Há uma grandeza de caráter que se mostra pelo que se nega, enquanto o personagem interpretado por Hopkins ecoa "A morte de Empedocles" (Hölderlin, 1797-1800), poema dramático sobre o estadista e filósofo grego que aspira ser mais do que um simples mortal e, por isso, lança-se nas crateras do Monte Etna - um homem que precisa morrer para que um novo período floresça. O efeito é de grande envergadura, levando a audiência a simpatizar com ele, a despeito de qualquer divergência de ideias.
Sentir pena de Ratzinger reforça a hipótese latente de que Bergoglio é o antídoto perfeito ao seu caráter intrincado, com o qual não queremos nos envolver, uma vez que inspirados (este recurso se chama "priming") pelo prazer hedônico - de belas tintas sul-americanas - do entretenimento esbanjado ao longo do primeiro estágio do filme.
O cardeal argentino gosta de futebol, que doce; por vezes não consegue escutar a voz de Deus, que sincero; ele dança tango "com alguém", que amor de pessoa. Em sua humanidade irredutível, Bergoglio é o contraponto adorável à solidão misteriosa que consome Ratzinger, para quem o público indica - como um coro ancestral - "descanse em paz".
Não tão cedo. Bergoglio carrega uma realidade interior muito mais sombria do que aparenta. Ele foi parcialmente conivente com a ditadura argentina e se sente responsável pelas torturas horríveis e assassinatos perpetrados contra seus colegas jesuítas, que não soube proteger. Bem-vinda ao terceiro estágio, o qual descortina um drama psicológico de rara sofisticação, sobre aquilo que é preciso para uma pessoa de fato se perdoar.

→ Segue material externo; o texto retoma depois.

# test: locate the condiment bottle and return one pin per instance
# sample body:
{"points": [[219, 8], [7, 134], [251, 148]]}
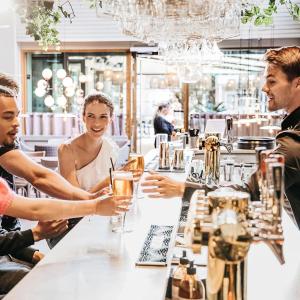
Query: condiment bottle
{"points": [[190, 287], [179, 274]]}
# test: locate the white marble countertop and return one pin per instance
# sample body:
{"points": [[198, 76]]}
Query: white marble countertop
{"points": [[91, 262]]}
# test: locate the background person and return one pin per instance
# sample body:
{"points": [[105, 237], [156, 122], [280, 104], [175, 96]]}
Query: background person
{"points": [[161, 123]]}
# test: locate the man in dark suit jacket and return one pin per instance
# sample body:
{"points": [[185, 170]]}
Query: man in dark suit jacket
{"points": [[282, 87], [14, 243]]}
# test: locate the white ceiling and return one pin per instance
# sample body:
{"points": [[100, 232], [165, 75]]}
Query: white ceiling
{"points": [[87, 27]]}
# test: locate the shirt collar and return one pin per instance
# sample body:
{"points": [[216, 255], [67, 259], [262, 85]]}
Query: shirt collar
{"points": [[291, 120]]}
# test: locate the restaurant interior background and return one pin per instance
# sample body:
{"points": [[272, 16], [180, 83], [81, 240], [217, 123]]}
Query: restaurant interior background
{"points": [[95, 55]]}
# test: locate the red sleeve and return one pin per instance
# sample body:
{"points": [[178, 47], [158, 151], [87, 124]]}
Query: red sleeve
{"points": [[6, 196]]}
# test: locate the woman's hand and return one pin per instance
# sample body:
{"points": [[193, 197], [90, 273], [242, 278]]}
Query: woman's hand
{"points": [[137, 174], [162, 186], [112, 205]]}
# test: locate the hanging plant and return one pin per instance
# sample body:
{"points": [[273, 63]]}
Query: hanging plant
{"points": [[41, 24], [41, 19], [264, 15]]}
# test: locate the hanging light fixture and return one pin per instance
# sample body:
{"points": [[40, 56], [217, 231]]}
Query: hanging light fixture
{"points": [[47, 74], [49, 101], [186, 31], [61, 74], [67, 86]]}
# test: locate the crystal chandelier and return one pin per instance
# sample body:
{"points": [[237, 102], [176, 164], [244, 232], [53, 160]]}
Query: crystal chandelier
{"points": [[186, 31]]}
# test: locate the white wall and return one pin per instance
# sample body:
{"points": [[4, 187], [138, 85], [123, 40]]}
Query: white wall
{"points": [[9, 54]]}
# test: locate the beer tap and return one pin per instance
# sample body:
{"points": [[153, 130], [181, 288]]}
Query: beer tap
{"points": [[231, 223], [228, 143], [212, 158]]}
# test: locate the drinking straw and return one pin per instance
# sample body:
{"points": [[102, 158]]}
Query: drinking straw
{"points": [[112, 164]]}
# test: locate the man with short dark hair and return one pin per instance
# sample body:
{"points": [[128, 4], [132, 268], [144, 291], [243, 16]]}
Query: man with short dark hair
{"points": [[282, 86]]}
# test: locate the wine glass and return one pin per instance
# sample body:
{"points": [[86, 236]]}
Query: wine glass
{"points": [[122, 185], [136, 166]]}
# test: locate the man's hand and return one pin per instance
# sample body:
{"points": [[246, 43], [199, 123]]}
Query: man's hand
{"points": [[112, 205], [44, 230], [37, 256], [102, 192], [162, 186], [137, 174]]}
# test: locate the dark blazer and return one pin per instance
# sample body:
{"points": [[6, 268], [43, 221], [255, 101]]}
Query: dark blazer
{"points": [[13, 241]]}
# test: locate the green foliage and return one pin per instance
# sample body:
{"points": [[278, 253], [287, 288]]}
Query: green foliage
{"points": [[264, 16], [41, 25]]}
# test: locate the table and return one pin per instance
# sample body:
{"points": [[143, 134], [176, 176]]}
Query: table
{"points": [[92, 262]]}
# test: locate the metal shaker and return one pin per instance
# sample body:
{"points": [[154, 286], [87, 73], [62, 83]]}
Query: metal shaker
{"points": [[164, 156], [178, 163]]}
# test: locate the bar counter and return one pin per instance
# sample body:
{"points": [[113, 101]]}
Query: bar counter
{"points": [[91, 262]]}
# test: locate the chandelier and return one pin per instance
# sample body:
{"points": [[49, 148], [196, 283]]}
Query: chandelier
{"points": [[186, 31], [66, 86]]}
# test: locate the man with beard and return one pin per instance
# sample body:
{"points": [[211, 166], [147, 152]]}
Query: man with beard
{"points": [[14, 243]]}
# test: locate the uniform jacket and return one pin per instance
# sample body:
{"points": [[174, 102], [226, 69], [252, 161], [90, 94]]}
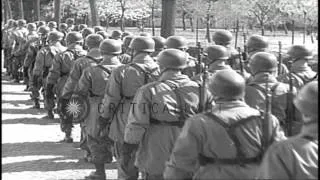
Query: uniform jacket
{"points": [[294, 158], [62, 65], [156, 141], [121, 88], [79, 66], [203, 135]]}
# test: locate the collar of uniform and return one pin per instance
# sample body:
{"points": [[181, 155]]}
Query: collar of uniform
{"points": [[173, 75], [108, 60], [95, 53], [142, 58], [221, 104], [310, 130], [263, 78], [300, 65]]}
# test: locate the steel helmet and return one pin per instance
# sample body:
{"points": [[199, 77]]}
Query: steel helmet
{"points": [[87, 31], [159, 42], [216, 52], [307, 99], [176, 42], [110, 46], [55, 36], [70, 21], [98, 28], [257, 42], [52, 24], [116, 34], [173, 58], [300, 52], [22, 23], [32, 27], [93, 40], [104, 34], [222, 37], [74, 37], [227, 84], [43, 30], [82, 26], [263, 62], [63, 26], [142, 44]]}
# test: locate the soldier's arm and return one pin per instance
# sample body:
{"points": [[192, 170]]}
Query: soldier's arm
{"points": [[184, 157], [112, 96], [54, 71], [138, 117], [274, 165], [39, 63]]}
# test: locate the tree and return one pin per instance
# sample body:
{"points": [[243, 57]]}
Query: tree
{"points": [[94, 13], [57, 10], [168, 18]]}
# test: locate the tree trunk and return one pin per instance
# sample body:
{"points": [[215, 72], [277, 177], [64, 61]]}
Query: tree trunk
{"points": [[36, 10], [191, 23], [208, 28], [57, 8], [184, 13], [168, 18], [21, 9], [94, 13]]}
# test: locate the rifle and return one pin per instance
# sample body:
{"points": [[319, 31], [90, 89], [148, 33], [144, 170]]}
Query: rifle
{"points": [[240, 61], [280, 59], [266, 123], [290, 106]]}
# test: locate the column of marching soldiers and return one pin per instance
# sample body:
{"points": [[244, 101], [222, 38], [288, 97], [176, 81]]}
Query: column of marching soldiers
{"points": [[242, 116]]}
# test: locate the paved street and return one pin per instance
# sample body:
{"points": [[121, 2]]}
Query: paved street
{"points": [[29, 142]]}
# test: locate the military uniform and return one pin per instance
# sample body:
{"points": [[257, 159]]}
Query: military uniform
{"points": [[121, 88], [296, 157], [220, 144]]}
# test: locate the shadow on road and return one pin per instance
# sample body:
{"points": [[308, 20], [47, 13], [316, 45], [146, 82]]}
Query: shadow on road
{"points": [[44, 148]]}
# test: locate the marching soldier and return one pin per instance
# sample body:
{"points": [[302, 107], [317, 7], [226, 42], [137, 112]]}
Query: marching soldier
{"points": [[92, 84], [159, 45], [58, 75], [173, 99], [39, 65], [121, 88], [264, 67], [180, 43], [301, 72], [93, 57], [296, 157], [257, 43], [221, 143]]}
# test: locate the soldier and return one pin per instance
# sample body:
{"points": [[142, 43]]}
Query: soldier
{"points": [[98, 28], [159, 45], [70, 24], [257, 43], [264, 67], [94, 80], [226, 142], [296, 157], [43, 62], [173, 99], [121, 88], [58, 75], [85, 33], [104, 34], [179, 42], [32, 46], [93, 57], [125, 56], [300, 70], [52, 25]]}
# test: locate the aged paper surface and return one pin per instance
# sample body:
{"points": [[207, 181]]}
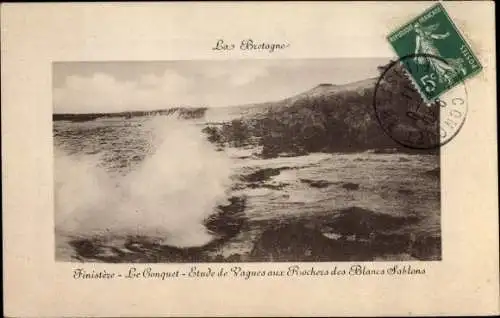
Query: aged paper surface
{"points": [[216, 159]]}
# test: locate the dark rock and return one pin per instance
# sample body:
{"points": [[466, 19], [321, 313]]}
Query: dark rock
{"points": [[405, 191], [234, 258], [299, 242], [362, 222], [317, 183], [350, 186], [262, 174], [229, 219]]}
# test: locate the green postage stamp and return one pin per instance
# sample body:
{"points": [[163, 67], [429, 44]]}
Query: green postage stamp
{"points": [[434, 53]]}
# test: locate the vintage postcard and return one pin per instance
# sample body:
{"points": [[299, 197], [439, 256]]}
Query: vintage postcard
{"points": [[246, 159]]}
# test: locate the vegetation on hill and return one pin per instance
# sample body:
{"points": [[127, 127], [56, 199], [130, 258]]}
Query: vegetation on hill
{"points": [[328, 118]]}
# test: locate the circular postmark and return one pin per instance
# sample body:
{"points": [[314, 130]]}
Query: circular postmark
{"points": [[405, 116]]}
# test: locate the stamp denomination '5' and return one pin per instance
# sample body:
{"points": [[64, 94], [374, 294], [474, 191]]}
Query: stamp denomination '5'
{"points": [[433, 34]]}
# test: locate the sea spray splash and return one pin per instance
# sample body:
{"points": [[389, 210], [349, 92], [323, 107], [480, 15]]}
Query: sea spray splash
{"points": [[169, 194]]}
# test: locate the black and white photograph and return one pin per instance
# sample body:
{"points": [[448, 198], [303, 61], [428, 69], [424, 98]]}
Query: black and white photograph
{"points": [[251, 160]]}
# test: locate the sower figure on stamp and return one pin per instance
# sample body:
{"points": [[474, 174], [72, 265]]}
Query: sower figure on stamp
{"points": [[425, 45]]}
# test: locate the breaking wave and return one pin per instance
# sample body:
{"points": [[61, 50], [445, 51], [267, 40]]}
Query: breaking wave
{"points": [[168, 195]]}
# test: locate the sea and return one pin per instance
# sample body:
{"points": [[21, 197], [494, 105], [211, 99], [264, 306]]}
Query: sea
{"points": [[154, 189]]}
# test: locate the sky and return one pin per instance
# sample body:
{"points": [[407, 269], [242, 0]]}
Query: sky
{"points": [[102, 87]]}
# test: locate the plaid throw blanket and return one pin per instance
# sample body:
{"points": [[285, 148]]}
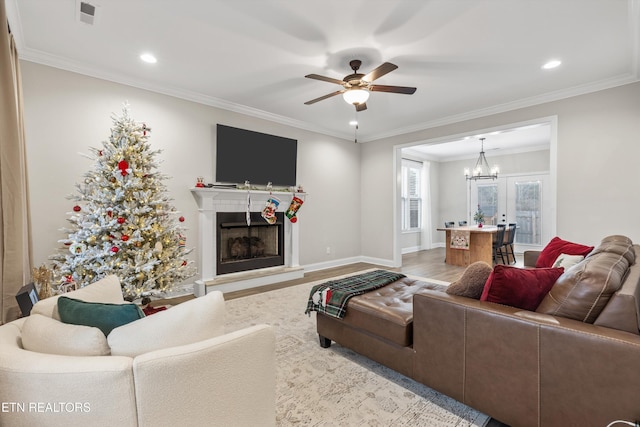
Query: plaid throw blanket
{"points": [[331, 297]]}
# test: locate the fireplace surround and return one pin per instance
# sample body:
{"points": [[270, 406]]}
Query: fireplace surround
{"points": [[212, 201], [244, 247]]}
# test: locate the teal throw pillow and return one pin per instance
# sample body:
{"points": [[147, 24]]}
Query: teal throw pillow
{"points": [[100, 315]]}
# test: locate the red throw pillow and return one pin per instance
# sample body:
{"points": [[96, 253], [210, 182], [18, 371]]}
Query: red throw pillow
{"points": [[518, 287], [557, 246]]}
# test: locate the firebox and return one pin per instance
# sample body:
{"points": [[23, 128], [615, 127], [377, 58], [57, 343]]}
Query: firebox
{"points": [[242, 247]]}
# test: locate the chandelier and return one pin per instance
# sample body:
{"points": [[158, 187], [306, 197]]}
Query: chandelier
{"points": [[482, 169]]}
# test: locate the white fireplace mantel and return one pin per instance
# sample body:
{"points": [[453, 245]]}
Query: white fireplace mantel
{"points": [[213, 200]]}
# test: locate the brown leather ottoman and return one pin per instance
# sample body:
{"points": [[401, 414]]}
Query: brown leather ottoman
{"points": [[378, 324]]}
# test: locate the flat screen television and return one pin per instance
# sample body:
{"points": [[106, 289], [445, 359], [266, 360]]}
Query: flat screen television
{"points": [[244, 155]]}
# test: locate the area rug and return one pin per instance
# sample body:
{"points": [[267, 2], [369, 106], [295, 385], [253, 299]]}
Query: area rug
{"points": [[335, 386]]}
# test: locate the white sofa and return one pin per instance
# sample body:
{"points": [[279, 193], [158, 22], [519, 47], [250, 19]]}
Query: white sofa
{"points": [[175, 367]]}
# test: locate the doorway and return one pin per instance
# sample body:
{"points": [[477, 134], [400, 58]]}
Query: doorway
{"points": [[438, 211], [523, 199]]}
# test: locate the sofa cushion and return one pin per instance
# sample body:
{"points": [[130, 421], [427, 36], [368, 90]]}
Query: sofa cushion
{"points": [[103, 316], [558, 246], [623, 309], [567, 261], [43, 334], [107, 290], [583, 291], [471, 283], [194, 320], [518, 287]]}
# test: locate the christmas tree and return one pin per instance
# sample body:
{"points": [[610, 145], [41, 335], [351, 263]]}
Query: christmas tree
{"points": [[122, 222]]}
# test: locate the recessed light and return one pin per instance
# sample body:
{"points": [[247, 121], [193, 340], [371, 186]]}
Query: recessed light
{"points": [[552, 64], [148, 58]]}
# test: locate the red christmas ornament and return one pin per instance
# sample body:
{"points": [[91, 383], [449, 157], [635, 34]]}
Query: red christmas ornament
{"points": [[123, 166]]}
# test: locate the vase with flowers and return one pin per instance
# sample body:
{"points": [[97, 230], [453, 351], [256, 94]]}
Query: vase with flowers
{"points": [[478, 217]]}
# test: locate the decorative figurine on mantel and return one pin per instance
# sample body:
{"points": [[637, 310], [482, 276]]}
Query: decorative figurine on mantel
{"points": [[42, 277]]}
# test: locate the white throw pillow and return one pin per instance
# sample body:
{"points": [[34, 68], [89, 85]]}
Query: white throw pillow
{"points": [[567, 261], [192, 321], [43, 334], [107, 290]]}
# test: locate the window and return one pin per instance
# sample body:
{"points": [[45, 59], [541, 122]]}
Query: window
{"points": [[488, 202], [529, 212], [411, 195]]}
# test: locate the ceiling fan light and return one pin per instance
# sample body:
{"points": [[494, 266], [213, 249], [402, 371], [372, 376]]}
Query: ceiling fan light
{"points": [[356, 96]]}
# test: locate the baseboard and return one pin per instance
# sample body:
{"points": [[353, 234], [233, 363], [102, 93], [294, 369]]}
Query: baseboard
{"points": [[346, 261], [410, 250]]}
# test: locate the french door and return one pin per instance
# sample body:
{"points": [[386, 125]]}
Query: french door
{"points": [[523, 199]]}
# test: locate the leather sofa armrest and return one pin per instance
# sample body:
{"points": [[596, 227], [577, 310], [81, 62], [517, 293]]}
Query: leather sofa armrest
{"points": [[485, 354], [530, 258]]}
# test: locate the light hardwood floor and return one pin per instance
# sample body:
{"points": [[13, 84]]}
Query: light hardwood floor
{"points": [[428, 264]]}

Enquanto a sociedade civil argentina contabilizava os impactos da ditadura, Bergoglio teve que se retirar de Buenos Aires, exilando-se na Congregação Jesuítica de Córdoba, onde por dois anos habitou um quarto que mais parecia uma solitária, proibido de dar sermões e mesmo de fazer ligações telefônicas sem autorização.
Ele pagou por seus erros de maneira prática e adquiriu hábitos simples, que anos depois o tornaram icônico. Ainda assim, nunca conseguiu se reunificar internamente.
Está bem estabelecido que podemos escrutinizar nossas fraquezas profundas e, do seu confronto, extrair alívio e redenção - isto funciona posto que internamente dirigido.
A questão toda é que Bergoglio não tomou este caminho. Para ele, a terapia teve formato de punição, a qual não serve de motor para os processos de reintegração existencial, mesmo quando produz mudanças comportamentais que apontam nesta direção e se tornam definitivas.
Bergoglio, enfim, endossou seu exílio como uma oportunidade de se tornar uma pessoa mais dedicada aos sofrimentos do sujeito comum - o que provavelmente foi motivado por sua disposição e repertório para dar formato à culpa - porém, isto não foi suficiente para que atingisse o estágio de expurgá-la, uma vez que sua estadia em Córdoba traduzia a dissonância que se estabeleceu em relação àqueles que o viam como o perpetrador de uma grave falha moral - a qual se entronizou, como se vestida em tecido impuro, entre ele e o papado.
Enquanto nos preparávamos para jogar a toalha em prol desta insuficiência, eis que a cura psíquica de Bergoglio entra em cena por meio de um ato humildade de Ratzinger, que pede para se confessar com o colega. Ao ter que oferecer o Sacramento do Perdão ao Papa, ele se vê impedido de negá-lo a si mesmo.
E assim é que o atormentado cardeal sul-americano encontra um caminho para liderar uma religião baseada em pecado, confissão e perdão. Ficção? Talvez, mas sublime.